As for validating each step:
Assume $$\sqrt{n}$$ is rational
$$\sqrt{n}$$ = p / q <--Definition of an integer
n = p2 / q2 <--Squaring both sides
q2n = p2 <--Multiplying both sides by q2
so p is a multiple of n <--I believe p2 must be divisible by n, and thus so must p
so we can say p = an <--defining a new variable for p in terms of n
Therefore: p2 = a2 n2 <--Calculating p2

q2n = a2 n2 <--Replacing p2in the equation
q2 = (a2n2)/n <--dividing both sides by n
q2 = n(a2) <-- the end result, where I believe q2 must now be divisible by n, and thus q is aw well

9. Sep 10, 2010

Hurkyl

Staff Emeritus
You never use the hypothesis "n is not a perfect square" in the argument that follows -- so if it's valid, it will prove that sqrt(4) is irrational.

So, this gives you something you can do yourself without relying on others to point out your mistakes -- check each rationale and see which one doesn't work if n happens to be a perfect square.

How would you rank your confidence in the validity of each step?

10. Sep 10, 2010

tuttleforty77

I'm fairly confident in most of my steps.

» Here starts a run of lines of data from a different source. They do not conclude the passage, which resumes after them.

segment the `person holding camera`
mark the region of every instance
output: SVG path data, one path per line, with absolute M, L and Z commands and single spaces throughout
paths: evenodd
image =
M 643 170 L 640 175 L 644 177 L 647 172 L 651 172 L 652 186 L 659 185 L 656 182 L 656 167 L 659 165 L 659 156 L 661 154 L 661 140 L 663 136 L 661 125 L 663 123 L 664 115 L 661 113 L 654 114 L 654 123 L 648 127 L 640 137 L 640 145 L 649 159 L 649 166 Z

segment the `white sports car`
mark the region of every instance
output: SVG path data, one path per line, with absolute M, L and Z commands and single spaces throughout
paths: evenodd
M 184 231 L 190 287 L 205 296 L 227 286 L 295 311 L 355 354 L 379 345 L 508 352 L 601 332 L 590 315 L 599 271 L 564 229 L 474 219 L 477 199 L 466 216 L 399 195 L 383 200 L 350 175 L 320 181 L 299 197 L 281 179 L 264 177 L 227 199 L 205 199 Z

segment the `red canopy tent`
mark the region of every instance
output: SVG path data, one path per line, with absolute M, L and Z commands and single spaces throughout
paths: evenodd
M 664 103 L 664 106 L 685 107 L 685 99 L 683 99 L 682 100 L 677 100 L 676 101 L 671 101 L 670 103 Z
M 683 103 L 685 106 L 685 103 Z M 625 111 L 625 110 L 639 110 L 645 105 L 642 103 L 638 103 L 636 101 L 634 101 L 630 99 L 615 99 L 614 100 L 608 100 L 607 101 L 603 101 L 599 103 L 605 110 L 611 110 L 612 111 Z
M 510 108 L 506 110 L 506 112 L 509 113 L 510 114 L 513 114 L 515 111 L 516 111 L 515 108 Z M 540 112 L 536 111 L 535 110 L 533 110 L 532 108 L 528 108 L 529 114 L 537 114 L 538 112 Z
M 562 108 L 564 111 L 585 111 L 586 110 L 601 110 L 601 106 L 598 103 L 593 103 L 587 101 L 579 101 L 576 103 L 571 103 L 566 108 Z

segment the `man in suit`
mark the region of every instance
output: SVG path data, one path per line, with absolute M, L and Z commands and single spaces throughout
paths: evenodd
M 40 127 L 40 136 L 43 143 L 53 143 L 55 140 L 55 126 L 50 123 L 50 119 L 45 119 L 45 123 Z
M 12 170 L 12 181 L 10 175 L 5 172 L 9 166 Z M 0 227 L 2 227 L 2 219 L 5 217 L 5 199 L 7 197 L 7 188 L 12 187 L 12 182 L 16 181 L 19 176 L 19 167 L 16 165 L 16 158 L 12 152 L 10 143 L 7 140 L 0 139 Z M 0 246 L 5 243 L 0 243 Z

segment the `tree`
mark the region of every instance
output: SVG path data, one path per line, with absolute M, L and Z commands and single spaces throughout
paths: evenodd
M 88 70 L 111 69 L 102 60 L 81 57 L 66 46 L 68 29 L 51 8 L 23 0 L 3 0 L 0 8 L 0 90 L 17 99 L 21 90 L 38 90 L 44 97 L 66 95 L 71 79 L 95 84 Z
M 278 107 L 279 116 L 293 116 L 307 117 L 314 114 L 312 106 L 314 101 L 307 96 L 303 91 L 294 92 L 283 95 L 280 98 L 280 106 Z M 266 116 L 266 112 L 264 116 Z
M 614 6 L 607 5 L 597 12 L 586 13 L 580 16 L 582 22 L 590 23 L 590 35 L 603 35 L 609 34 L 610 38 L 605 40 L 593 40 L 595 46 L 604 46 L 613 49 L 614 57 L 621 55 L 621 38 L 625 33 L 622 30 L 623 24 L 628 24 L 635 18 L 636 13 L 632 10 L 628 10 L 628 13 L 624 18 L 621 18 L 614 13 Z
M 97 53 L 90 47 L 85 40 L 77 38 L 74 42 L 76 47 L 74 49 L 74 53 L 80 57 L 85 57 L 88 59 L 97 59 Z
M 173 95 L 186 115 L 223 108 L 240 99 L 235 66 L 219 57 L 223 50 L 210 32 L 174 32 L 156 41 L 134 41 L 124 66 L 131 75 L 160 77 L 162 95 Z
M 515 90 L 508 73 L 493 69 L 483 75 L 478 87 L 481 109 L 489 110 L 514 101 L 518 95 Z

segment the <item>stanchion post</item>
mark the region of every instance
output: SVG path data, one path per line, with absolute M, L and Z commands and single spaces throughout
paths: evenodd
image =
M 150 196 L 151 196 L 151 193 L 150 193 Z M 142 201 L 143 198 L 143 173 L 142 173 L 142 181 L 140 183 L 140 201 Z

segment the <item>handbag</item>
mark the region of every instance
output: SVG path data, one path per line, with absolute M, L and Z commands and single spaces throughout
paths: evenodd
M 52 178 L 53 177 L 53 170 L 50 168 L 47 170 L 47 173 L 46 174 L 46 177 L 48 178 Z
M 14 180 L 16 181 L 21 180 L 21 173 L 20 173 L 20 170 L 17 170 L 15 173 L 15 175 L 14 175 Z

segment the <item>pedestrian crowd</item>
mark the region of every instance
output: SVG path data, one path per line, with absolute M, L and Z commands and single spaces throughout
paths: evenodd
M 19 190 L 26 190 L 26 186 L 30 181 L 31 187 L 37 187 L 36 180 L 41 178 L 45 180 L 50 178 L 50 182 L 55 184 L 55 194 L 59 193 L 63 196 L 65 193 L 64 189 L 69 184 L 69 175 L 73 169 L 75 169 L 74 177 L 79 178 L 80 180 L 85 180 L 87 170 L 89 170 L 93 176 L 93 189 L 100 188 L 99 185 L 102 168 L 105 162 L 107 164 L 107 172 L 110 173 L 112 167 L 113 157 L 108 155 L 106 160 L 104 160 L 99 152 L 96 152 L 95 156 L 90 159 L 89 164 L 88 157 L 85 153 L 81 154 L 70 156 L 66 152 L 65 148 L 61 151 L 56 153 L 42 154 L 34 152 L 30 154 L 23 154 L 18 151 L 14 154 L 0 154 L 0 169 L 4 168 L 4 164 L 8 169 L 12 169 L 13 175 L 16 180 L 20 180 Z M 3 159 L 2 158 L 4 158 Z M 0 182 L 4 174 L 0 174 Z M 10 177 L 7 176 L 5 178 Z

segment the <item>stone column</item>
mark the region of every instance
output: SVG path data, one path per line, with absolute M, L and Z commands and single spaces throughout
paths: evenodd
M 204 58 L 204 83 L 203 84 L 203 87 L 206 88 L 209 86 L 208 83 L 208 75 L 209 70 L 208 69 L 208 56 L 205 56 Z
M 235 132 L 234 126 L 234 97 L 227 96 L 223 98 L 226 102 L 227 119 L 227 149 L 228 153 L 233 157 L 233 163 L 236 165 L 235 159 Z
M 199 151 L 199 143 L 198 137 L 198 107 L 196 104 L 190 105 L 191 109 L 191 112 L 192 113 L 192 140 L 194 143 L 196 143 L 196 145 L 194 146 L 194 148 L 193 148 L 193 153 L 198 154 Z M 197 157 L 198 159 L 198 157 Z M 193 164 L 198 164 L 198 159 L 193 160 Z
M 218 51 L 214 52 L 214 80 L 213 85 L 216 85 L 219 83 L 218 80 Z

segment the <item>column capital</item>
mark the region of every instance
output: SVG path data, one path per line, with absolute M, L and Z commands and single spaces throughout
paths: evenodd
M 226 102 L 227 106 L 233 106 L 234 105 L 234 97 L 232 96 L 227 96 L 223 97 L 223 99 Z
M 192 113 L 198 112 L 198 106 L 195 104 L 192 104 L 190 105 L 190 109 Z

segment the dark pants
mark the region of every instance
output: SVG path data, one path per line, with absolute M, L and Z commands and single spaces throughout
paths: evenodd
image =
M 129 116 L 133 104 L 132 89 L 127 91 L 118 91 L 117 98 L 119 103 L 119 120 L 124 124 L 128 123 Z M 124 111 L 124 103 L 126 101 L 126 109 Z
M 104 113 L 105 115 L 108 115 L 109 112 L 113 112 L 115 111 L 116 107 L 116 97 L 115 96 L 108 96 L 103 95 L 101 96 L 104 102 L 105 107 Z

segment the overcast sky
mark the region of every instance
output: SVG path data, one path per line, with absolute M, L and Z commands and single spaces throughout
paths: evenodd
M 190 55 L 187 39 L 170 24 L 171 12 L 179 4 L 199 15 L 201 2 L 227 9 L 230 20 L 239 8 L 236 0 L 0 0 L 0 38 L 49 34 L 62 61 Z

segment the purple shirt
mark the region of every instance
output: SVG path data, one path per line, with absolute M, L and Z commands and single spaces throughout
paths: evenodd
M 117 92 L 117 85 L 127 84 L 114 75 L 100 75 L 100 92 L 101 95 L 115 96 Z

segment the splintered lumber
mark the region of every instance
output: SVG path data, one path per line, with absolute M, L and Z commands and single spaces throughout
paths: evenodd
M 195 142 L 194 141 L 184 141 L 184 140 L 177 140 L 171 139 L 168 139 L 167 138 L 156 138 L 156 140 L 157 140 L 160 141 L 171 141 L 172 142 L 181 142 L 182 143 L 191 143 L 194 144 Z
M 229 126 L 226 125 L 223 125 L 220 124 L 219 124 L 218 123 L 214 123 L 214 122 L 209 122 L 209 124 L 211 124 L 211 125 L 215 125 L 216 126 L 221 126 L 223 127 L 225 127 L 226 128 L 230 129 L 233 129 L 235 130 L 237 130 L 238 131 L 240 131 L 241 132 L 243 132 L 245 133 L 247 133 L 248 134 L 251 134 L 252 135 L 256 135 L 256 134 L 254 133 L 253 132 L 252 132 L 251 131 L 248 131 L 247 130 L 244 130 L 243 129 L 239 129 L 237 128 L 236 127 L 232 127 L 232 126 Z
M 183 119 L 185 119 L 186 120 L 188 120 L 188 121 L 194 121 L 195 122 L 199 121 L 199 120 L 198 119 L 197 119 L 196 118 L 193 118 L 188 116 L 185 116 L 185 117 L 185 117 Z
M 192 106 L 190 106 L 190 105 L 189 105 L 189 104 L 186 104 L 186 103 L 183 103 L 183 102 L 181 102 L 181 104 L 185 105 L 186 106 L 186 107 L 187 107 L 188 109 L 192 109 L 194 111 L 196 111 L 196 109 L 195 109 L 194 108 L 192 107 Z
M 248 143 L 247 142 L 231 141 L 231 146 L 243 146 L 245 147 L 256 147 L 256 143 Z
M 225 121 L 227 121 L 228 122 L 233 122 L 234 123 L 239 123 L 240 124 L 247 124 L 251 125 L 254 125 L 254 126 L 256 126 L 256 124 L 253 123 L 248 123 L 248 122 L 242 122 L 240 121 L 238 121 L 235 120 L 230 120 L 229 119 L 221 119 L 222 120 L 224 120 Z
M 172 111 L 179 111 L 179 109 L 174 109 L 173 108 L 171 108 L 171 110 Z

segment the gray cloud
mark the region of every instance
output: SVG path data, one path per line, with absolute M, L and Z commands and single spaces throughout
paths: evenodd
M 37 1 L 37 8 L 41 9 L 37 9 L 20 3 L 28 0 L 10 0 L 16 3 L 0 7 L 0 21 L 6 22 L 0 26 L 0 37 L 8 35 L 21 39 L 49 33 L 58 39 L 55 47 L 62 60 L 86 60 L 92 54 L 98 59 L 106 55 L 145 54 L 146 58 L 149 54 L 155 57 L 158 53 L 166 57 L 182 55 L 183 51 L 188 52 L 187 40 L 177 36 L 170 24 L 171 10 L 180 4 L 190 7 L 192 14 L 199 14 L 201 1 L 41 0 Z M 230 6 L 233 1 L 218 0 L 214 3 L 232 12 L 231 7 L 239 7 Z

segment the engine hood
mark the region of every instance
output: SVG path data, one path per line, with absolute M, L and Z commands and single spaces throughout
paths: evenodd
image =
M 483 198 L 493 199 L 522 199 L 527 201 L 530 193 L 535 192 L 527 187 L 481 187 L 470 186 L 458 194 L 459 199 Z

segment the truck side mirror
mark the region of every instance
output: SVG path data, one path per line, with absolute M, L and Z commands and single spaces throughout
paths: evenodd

The only one I'm unsure of is:

I believe there is a theorem where if x2 is divisible by n then x is divisible by n

11. Sep 10, 2010

Hurkyl

Staff Emeritus
Not coincidentally, that's the step that fails for n=4. (Well, and the similar step for q)

You are remembering a theorem, but you have only remembered part of it.

12. Sep 10, 2010

tuttleforty77

I'm going to have to find this theorem, i can't remember the rest for the life of me. However I think a little sleep would help clear my head out, so I will be back to work on this in a few hours. I greatly appreciate you steering me in the right direction!

13. Sep 10, 2010

tuttleforty77

Yay sleep, i believe this proof will get me to the correct answer.

The part of the theorem I forgot last night was that if x is prime and x | n2 then x | n

By the way the theorem was euclid's first theorem(euclid's lemma), of which i use a corollary of in this proof.

The corollary is: If a and c are relatively prime, then c|ab implies c|b.

Anyway, here's my proof now:

Assume √(n) = a / b where a and b are relatively prime and b ≠ 1 (a non-integer rational number).

n = a2 / b2
nb2 = a2

From this we can conclude that because a2 is an integer multiple of b2, b2 divides a2.
For any two integers, if b2 divides a2 then b divides a.
Logically, if the two numbers are relatively prime and b divides a, then b must be 1.
However, this contradicts with our above statement that b ≠ 1.
Therefore, √(n) cannot equal any rational non-integer rational number.

Since the realm of real numbers contains only irrational, rational and integer numbers, and we have eliminated the non-integer rational numbers, the √(n) must therefore be either irrational or an integer. The only way √(n) will be an integer is if n is a perfect square.